More Excitement at that Chemical Waste Disposal Plant in the Back Yard

Good news for the residents of Grace Ln. who back up to that Griggs Rd. waste treatment and disposal facility run by CES Environmental Services! It’ll probably be a while before another thermal oxidizer ruptures and sends four-foot-wide metal pieces flying over their back fences again:

“I mean, this was metal that could have decapitated people,” [Grace Ln. resident and salon owner Kimberly Sadberry] said. “It was sharp. We had to put it on a dolly to take it back, it was that heavy.”

CES assured residents nothing like that would ever happen again, but less than two weeks later, another explosion occurred, she said.

Why the grace period now? Responding to complaints about intermittent explosions and noxious smells emanating from the plant — as well as the fiery death last month of a CES employee as he attempted to clean a tanker truck — police officers and federal agents raided the facility yesterday morning. And figuring out what’s really going on there might take a while:


[Houston Police Department environmental investigations unit senior officer Stephen] Dicker expected the search to last for much of the week. The pace slowed because of intense heat as well as unspecified safety issues that forced investigators to wear protective breathing gear and other equipment, he said. . . .

The raids resulted from a criminal investigation by the Environmental Protection Agency, the U.S. Department of Transportation, the Texas Parks and Wildlife’s environmental crimes unit, and HPD, Dicker said. Investigators are going through paperwork and taking chemical samples, he said. He wouldn’t say exactly what they were looking for.

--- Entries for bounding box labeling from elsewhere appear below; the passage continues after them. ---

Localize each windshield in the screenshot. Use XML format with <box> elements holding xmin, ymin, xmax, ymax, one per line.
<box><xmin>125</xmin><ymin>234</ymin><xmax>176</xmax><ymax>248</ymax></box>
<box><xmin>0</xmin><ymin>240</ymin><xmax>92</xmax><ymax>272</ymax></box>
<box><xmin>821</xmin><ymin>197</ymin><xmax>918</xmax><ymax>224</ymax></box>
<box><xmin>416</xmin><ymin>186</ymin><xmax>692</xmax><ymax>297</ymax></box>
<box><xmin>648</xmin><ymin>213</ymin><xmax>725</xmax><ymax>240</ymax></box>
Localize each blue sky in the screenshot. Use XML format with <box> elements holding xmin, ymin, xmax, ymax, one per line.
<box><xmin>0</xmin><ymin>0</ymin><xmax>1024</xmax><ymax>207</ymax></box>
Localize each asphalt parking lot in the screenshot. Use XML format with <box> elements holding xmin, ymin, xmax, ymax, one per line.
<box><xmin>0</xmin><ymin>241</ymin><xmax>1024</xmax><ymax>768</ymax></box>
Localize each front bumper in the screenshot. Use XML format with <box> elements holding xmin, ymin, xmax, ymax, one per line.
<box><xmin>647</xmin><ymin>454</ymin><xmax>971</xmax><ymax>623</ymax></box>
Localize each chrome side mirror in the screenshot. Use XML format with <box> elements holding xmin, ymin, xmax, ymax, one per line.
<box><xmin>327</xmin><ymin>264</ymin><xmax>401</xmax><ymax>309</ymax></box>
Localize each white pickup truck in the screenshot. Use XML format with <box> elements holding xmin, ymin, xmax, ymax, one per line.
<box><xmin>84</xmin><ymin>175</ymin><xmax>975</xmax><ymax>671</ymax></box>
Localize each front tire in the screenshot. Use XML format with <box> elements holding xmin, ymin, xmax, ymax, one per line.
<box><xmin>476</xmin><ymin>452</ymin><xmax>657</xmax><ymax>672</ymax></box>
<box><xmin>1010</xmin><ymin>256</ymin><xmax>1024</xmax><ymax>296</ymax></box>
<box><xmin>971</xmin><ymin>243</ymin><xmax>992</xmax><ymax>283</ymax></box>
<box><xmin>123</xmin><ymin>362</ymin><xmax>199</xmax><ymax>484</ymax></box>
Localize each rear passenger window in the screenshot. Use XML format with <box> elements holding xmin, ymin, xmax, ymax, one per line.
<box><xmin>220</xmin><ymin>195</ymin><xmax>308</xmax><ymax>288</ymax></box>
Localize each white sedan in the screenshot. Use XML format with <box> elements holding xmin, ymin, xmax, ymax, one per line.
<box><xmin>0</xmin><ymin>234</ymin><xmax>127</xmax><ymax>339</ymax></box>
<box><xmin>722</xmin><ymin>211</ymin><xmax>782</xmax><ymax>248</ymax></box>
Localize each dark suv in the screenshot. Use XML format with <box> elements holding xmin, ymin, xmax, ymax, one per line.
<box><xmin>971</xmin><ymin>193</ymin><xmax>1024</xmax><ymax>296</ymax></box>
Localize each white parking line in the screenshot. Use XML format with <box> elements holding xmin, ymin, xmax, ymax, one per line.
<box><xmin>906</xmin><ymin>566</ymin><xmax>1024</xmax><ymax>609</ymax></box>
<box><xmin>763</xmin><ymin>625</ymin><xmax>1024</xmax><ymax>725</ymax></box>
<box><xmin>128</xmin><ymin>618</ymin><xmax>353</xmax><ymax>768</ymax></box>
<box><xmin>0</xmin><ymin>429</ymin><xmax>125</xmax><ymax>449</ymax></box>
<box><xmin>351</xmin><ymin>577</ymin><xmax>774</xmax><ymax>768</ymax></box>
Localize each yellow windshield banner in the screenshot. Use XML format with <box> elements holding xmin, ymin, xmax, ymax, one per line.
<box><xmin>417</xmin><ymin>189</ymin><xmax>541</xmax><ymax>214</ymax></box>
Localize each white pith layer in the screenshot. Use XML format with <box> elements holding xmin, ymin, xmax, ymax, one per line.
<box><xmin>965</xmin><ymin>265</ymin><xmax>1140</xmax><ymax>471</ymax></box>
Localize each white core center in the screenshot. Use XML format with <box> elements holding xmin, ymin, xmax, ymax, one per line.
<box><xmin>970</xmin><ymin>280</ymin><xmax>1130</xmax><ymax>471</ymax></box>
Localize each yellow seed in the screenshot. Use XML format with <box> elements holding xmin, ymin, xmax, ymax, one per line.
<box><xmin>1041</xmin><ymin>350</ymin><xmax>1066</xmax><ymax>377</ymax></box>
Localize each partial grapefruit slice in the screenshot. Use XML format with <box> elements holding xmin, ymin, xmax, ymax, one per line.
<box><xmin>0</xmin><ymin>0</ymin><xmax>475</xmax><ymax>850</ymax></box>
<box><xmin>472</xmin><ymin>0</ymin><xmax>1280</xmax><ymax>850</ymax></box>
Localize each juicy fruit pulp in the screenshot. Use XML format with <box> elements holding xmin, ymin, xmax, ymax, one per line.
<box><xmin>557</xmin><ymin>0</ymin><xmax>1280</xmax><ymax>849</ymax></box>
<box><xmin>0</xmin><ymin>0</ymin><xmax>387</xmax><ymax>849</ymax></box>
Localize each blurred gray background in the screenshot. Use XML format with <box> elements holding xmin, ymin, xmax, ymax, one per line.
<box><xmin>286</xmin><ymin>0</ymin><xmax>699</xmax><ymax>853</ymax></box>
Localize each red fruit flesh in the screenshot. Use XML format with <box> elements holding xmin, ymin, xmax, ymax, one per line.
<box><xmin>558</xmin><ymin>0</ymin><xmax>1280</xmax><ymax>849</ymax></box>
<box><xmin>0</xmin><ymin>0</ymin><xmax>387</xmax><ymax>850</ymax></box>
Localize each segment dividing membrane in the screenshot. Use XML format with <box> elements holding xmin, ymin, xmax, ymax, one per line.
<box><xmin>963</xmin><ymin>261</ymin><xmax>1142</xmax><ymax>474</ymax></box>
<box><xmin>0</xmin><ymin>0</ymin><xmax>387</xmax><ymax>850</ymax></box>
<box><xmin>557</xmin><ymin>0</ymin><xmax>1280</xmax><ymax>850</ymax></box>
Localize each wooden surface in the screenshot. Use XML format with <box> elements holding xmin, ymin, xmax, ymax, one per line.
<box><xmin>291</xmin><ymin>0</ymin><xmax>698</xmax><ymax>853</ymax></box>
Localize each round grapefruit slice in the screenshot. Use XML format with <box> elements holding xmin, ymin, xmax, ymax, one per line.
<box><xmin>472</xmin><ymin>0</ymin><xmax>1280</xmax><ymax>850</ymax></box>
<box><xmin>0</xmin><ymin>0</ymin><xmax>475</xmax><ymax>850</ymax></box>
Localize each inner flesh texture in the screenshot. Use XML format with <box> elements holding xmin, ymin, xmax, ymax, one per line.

Adding to the fun at the CES campus at 4904 Griggs Rd., just a couple miles south of UH: After fuming with indignation for much of the day, a trash bin attached to a truck on the CES grounds burst into flames yesterday afternoon as investigators were working nearby. Fire officials told abc13 News reporter Sonia Azad they didn’t know what chemicals were on fire, but declared it safe for nearby residents to come out of their homes after 6 pm, when the flames were extinguished.